TABLE 2.10 Big Data processing stages
Name | Description |
Ingest | The act of receiving the data from producers |
Prepare | Transforms the data into queryable datasets |
Train | Analyzes and uses the data for intelligence |
Store | Places final state data in a protected but accessible location |
Serve | Exposes the data to authorized consumers |
Figure 2.30 illustrates the sequence of each stage and shows which products are useful for each. In addition, Table 2.11 provides a written list of Azure products and their associated Big Data stage. Each product contributes to one or more stages through the Big Data architecture solution pipeline.

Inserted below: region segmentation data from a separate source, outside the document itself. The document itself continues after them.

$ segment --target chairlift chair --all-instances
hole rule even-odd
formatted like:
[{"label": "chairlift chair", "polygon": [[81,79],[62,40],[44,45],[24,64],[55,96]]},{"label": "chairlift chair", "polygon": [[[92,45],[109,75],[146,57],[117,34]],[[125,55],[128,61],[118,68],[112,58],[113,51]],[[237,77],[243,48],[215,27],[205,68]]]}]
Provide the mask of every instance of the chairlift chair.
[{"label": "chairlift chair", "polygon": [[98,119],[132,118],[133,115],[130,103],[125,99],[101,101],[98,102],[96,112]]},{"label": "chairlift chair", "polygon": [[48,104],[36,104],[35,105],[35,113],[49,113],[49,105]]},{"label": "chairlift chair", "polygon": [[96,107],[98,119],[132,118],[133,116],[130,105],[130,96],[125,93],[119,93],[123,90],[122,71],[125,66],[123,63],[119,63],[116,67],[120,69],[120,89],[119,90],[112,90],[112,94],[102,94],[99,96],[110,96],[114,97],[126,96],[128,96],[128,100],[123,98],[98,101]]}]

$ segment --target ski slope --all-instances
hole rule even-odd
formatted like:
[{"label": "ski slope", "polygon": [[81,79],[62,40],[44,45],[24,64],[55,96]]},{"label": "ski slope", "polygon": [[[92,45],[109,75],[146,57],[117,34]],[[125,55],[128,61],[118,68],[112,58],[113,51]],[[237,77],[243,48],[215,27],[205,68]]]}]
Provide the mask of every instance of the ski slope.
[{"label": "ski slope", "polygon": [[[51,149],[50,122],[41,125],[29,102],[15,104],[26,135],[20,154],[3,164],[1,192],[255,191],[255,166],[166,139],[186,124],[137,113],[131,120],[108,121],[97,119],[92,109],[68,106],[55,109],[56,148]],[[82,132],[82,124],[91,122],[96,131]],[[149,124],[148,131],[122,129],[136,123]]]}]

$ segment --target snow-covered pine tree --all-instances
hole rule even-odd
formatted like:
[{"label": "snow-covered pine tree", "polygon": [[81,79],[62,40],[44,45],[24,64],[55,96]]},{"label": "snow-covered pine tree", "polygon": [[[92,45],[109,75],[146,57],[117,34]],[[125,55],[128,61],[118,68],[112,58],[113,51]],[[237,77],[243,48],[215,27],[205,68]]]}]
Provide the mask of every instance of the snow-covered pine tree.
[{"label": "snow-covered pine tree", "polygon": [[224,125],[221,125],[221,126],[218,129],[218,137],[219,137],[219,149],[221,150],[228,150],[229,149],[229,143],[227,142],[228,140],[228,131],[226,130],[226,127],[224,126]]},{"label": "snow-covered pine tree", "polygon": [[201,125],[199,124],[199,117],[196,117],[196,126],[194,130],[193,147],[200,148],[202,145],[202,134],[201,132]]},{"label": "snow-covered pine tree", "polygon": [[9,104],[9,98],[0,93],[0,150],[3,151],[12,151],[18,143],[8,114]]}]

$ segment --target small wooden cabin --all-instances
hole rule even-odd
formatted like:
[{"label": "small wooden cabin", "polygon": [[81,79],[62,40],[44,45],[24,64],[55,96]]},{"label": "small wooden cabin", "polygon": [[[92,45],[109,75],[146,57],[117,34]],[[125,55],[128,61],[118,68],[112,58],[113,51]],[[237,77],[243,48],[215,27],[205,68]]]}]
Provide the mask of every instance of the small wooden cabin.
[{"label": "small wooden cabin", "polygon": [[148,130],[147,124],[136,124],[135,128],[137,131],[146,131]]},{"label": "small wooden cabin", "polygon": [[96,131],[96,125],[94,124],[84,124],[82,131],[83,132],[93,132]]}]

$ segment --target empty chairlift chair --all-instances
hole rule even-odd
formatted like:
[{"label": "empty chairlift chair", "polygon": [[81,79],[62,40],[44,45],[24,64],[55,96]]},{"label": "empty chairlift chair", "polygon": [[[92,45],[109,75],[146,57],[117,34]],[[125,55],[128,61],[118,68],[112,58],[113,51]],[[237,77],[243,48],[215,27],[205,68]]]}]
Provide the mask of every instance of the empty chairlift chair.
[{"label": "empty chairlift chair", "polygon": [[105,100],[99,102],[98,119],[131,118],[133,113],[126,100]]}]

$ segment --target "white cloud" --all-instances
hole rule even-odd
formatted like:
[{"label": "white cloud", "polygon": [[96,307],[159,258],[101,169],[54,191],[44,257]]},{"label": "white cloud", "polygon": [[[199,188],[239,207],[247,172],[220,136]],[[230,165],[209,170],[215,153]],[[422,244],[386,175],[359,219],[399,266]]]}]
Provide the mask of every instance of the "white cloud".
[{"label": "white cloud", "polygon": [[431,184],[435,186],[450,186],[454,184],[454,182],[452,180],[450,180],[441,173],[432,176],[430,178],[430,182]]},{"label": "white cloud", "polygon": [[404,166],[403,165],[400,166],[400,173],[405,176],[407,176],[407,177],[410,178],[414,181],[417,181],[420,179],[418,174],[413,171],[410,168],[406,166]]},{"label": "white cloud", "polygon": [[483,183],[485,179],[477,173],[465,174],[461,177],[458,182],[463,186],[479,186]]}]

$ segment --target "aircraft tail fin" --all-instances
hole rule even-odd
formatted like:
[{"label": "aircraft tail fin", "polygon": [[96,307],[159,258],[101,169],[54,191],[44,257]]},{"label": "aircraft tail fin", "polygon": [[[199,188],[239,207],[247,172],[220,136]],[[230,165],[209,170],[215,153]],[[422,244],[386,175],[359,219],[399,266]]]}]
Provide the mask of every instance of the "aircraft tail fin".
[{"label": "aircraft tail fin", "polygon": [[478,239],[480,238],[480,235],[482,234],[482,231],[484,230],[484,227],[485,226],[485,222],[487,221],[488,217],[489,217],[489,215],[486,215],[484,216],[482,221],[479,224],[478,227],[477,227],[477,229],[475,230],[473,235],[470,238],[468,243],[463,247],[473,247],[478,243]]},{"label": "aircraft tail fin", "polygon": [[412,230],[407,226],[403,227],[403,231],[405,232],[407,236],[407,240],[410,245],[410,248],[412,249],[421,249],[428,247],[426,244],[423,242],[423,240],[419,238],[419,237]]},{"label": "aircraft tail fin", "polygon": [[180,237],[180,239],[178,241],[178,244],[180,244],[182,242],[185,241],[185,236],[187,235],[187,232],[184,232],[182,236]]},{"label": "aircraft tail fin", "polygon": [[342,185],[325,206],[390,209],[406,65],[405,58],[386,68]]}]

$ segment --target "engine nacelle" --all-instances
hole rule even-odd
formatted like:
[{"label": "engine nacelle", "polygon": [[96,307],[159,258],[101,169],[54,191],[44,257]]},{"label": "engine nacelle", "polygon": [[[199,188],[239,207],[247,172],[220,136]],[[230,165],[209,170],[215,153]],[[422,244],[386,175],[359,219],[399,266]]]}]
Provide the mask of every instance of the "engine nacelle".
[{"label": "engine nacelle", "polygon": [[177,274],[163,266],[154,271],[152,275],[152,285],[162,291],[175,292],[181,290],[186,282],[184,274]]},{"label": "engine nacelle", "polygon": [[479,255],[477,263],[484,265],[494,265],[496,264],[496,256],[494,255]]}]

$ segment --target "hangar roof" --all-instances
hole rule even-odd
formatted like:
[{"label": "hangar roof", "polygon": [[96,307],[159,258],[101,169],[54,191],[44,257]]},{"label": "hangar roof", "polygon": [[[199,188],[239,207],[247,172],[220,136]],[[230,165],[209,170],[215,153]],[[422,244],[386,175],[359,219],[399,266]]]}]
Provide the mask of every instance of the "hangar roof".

FIGURE 2.30 Big Data stages and Azure products
TABLE 2.11 Azure products and Big Data stages
Product | Stage |
Apache Spark | Prepare, Train |
Apache Kafka | Ingest |
Azure Analysis Services | Model, Serve |
Azure Cosmos DB | Store |
Azure Databricks | Prepare, Train |
Azure Data Factory | Ingest, Prepare |
Azure Data Lake Storage | Store |
Azure Data Share | Serve |
Azure Event / IoT Hub | Ingest |
Azure HDInsight | Prepare, Train |
Azure Purview | Governance |
Azure SQL | Store |
Azure Stream Analytics | Ingest, Prepare |
Azure Storage | Store |
Azure Synapse Analytics | Model |
PolyBase | Ingest, Prepare |
Power BI | Consume |
Some Azure products in Table 2.11 can span several stages—for example, Azure Data Factory, Azure Stream Analytics, and even Azure Databricks in some scenarios. These overlaps are often influenced by the data type, data format, platform, stack, or industry in which you are working. As you work with these products in real life and later in this book, the use cases should become clearer. For instance, one influencer of the Azure products you choose is the source from which the data is retrieved, such as the following:
- Nonstructured data sources
- Relational databases
- Semi‐structured data sources
- Streaming
Remember that nonstructured data commonly comes in the form of images, videos, or audio files. Since these file types are usually on the large size, real‐time ingestion is most likely the best option. Otherwise, the ingestion would involve simply using a tool like Azure Storage Explorer to upload them to ADLS. Apache Spark has some great features, like PySpark and MLlib, for working with these kinds of data. Once the data is transformed, you can use Azure Machine Learning or the Azure Cognitive service to enrich the data to discover additional business insights. Relational data can be ingested in real time, but perhaps not as frequently as streaming from IoT devices. Nonetheless, you ingest the data from either devices or from, for example, an on‐premises OLTP database and then store the data on ADLS. Finally, in a majority of cases, the most business‐friendly way to deliver, or serve, Big Data results is through Power BI. Read on to learn more about each of those stages in more detail.
Ingest
This stage begins the process of the Big Data pipeline solution. Consider this the interface for data producers to send their raw data to. The data is then included and contributes to the overall business insights gathering and process establishment. In addition to receiving data for ingestion, it is possible to write a program to retrieve data from a source for ingestion.